June 12, 2018 / 1:19 PM / 5 months ago

Pétrole-L'Opep créerait de nouvelles tensions en relevant son offre

par Ahmad Ghaddar

LONDRES, 12 juin (Reuters) - Les marges de manoeuvre du secteur pétrolier risquent de se réduire à des niveaux inédits depuis plus de 30 ans si l’Opep et ses alliés décident la semaine prochaine d’assouplir leur accord d’encadrement de leur offre, exposant le marché à un risque de flambée des cours au moindre choc.
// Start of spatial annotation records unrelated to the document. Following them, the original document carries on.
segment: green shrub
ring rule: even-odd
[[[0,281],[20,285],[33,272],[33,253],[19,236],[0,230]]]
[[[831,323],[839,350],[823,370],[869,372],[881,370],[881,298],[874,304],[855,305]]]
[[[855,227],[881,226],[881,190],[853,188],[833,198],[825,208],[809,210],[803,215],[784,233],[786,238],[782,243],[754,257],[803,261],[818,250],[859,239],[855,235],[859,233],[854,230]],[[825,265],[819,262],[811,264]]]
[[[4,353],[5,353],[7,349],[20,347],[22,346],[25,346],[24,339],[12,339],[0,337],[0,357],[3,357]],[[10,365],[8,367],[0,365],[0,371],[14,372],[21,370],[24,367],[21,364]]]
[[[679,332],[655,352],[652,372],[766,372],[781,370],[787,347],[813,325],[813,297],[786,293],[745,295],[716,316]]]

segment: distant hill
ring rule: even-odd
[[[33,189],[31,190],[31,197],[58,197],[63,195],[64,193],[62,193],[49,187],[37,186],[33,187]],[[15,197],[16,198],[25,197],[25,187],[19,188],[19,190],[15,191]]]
Les capacités inutilisées du secteur correspondent au volume de pétrole supplémentaire que les pays producteurs peuvent mettre rapidement sur le marché. Il s’agit d’une sorte de matelas permettant d’amortir les chocs en cas de catastrophe naturelle, de conflit ou de tout autre motif provoquant une pénurie soudaine.

Cette réserve représente actuellement plus de 3% de la demande mondiale et elle pourrait chuter à environ 2%, son plus bas niveau depuis au moins 1984, si l’Organisation des pays exportateurs de pétrole (Opep) et ses alliés, dont la Russie, décidaient de relever leurs plafonds de production à l’issue de leur réunion des 22 et 23 juin à Vienne, estime la banque américaine Jefferies.

“On passerait fondamentalement de 3,2 millions de barils par jour (bpj) de capacités inutilisées à approximativement 2 millions de bpj”, dit Jason Gammel, analyste de Jefferies, qui estime la demande mondiale à 100 millions de bpj.

Certains analystes pensent même que les capacités inexploitées pourraient tomber sous le seuil de 2% après la baisse des investissements provoquée à travers le secteur par des années de faiblesse des cours du pétrole.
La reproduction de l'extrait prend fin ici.